En América latina las estimaciones realizadas en julio por la Cepal (Comisión Económica para América Latina y el Caribe), organismo dependiente de las Naciones Unidas, indicaban que para fines de 2020 el número de personas que se encontrarían bajo la línea de pobreza podría llegar a 83,4 millones, manifestándose también un fuerte deterioro de la posición de aquellos que pertenecen a los estratos medios. Por lo cual Alicia Bárcena, secretaria general del organismo, reclamaba “avanzar hacia la creación de un Estado de bienestar con base en un nuevo pacto social que considere lo fiscal, lo social y lo productivo”, y proponía la implementación de un Ingreso Básico de Emergencia (IBE) con perspectivas a permanecer en el tiempo de acuerdo con la situación de cada país, destacando la necesidad de aplicar “políticas universales, redistributivas y solidarias con enfoque de derechos”.

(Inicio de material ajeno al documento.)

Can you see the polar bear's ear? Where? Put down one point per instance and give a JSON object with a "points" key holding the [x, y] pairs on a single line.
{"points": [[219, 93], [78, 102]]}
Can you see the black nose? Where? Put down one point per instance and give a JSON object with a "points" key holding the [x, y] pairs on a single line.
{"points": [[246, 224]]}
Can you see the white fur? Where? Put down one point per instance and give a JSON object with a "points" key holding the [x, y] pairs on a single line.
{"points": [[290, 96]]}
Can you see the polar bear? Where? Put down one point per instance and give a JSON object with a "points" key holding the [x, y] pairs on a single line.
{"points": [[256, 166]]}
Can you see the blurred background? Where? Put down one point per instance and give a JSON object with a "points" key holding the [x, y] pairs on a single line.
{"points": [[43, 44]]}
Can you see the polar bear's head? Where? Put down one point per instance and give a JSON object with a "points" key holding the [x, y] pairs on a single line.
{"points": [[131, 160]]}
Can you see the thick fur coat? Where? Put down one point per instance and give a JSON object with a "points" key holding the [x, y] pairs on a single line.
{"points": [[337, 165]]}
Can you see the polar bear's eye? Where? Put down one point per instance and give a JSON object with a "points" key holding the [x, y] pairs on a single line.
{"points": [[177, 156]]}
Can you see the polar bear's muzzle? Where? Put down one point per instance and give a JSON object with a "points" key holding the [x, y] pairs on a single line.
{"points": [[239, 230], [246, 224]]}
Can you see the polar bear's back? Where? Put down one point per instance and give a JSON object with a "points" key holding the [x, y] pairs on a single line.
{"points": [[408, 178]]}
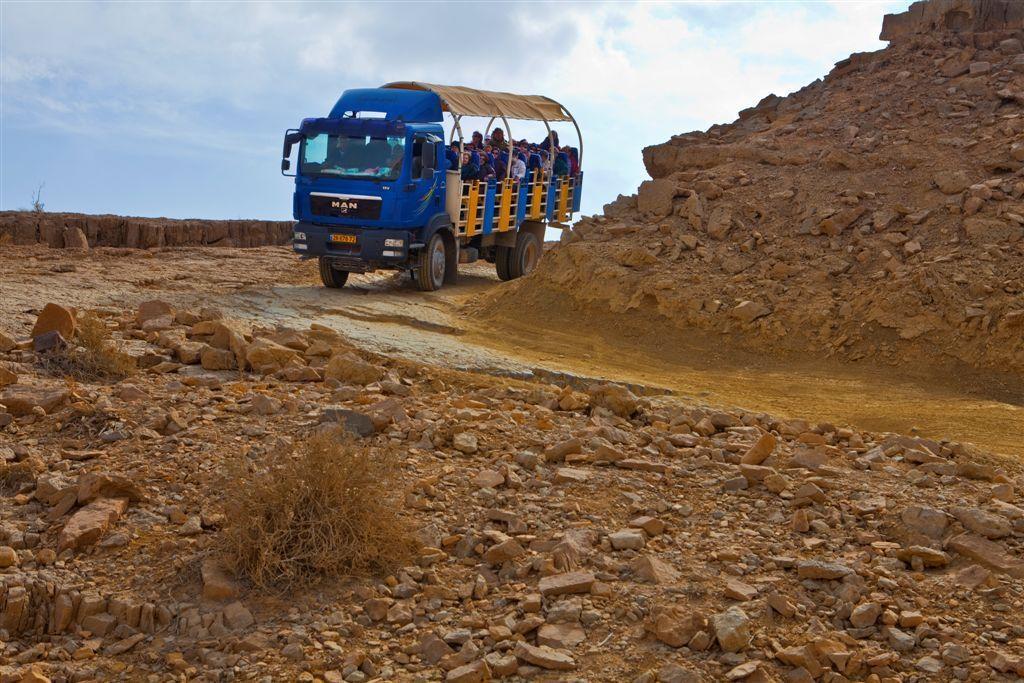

En contraste con esta situación, durante los meses de pandemia, los súper-ricos de la región sumaron 48.200 millones de dólares a sus patrimonios, de acuerdo a un informe de la organización internacional Oxfam que toma datos de la revista especializada Forbes.
Si bien algunos gobiernos decidieron discontinuar las ayudas de emergencia – entre ellos Argentina, la presencia de rebrotes en los países del Norte no resulta auspiciosa para el resto del mundo. Teniendo en cuenta además que, aún si la rápida distribución de una vacuna disminuyera un poco la ferocidad del virus, el impacto económico que produjo será difícil de revertir en el corto lapso, sobre todo en los países más vulnerables. Por lo tanto, estamos en el punto ideal para plantear alternativas más solidarias y justas a las frías políticas macroeconómicas librecambistas.
En este sentido, durante la última semana de noviembre, tuvo lugar un evento online llamado “La economía de Francisco” que, siguiendo la impronta revolucionaria y ambientalista de San Francisco de Asís, convocó a 2 mil jóvenes procedentes de 120 países. Los participantes realizaron un programa “innovador, participativo y global” y plantearon propuestas respecto a la necesidad de superar la visión de la empresa tradicional como productora de ganancias. Esta idea ya viene siendo abonada desde hace varios años por algunas experiencias que apuntan a generar una “economía colaborativa”, “solidaria” o “de comunión”… pequeñas semillas que alimentan la esperanza de un mundo para todos, sustentable, empático con las diferencias, y enemigo de la cultura del descarte que arrasa vidas y almas. Un mundo que todavía, y si nos damos prisa, podría ser salvado de la acechante condena de la extinción.